RIO and impure monads

This post was prompted by a colleague asking for my opinion about the RIO type. In brief, I like it and recommend it, but for impure monads only.

To recap, RIO is defined like this:

data RIO env a = RIO { runRIO :: env -> IO a }

Like IO it is a Functor, Applicative and Monad.

Pure vs. impure monads

Monads are commonly used for descibing effects in purely functional languages such as Haskell. They come in two, fundamentally different shapes: pure and impure.

By "impure" I mean monads that are somehow defined in terms of IO (or PrimMonad). Note that we are talking about concrete monads here, not transformers. Transformers may be applied to either pure or impure monads and do not affect their purity.
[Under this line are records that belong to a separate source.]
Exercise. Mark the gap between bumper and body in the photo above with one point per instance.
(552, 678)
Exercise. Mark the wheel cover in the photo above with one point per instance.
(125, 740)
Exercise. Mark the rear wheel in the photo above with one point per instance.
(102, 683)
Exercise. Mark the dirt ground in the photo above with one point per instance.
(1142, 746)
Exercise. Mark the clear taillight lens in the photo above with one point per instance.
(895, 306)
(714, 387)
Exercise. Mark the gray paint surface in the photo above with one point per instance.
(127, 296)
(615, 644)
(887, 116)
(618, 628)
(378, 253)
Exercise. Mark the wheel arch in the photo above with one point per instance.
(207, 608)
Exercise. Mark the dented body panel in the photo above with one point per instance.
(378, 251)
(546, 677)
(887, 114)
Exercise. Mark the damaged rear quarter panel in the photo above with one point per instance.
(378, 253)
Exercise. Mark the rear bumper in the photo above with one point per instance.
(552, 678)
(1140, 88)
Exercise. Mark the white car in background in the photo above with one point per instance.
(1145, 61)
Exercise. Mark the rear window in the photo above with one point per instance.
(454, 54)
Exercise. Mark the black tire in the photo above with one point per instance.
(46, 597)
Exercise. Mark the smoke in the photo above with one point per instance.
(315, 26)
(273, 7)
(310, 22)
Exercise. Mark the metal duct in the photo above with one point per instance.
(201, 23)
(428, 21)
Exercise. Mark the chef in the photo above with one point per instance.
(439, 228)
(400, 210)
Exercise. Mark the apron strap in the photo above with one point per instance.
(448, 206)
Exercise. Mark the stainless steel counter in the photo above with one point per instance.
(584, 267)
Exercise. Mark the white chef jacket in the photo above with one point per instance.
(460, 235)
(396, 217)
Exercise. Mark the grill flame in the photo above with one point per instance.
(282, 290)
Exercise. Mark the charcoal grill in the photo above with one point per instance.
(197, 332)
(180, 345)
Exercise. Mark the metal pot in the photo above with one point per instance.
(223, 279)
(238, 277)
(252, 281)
  • The following monads are pure: Maybe, StateT Int [] and (Bool ->)
  • The following monads are impure: IO, STM and ReaderT Env IO

Pure monads are just normal types with a certain structure. They are not contrary to the spirit of pure functional programming, though they in some sense allow embedding of imperative languages. Impure monads however are inherently imperative. They are not normal types and require special implementation support.

Why impure?

It is well known that imperative programming has disadvantages: complex semantics, difficulty of testing, inherent sequentiality, and so on. Given this, why bother with impure monads at all? The reason is that current operating systems, language implementations and libraries expose impure interfaces. Impure monads such as IO allow us to consume these interfaces.

Facing the choice is between using impure code and rethinking computation from the ground up we are sometimes compelled to define and use impure monads. So how do we do that?

Defining monads

Implementing pure monads amounts to defining a data structure, writing an instance and proving the laws. There are many techniques to make this easier, such as transformers or free monads.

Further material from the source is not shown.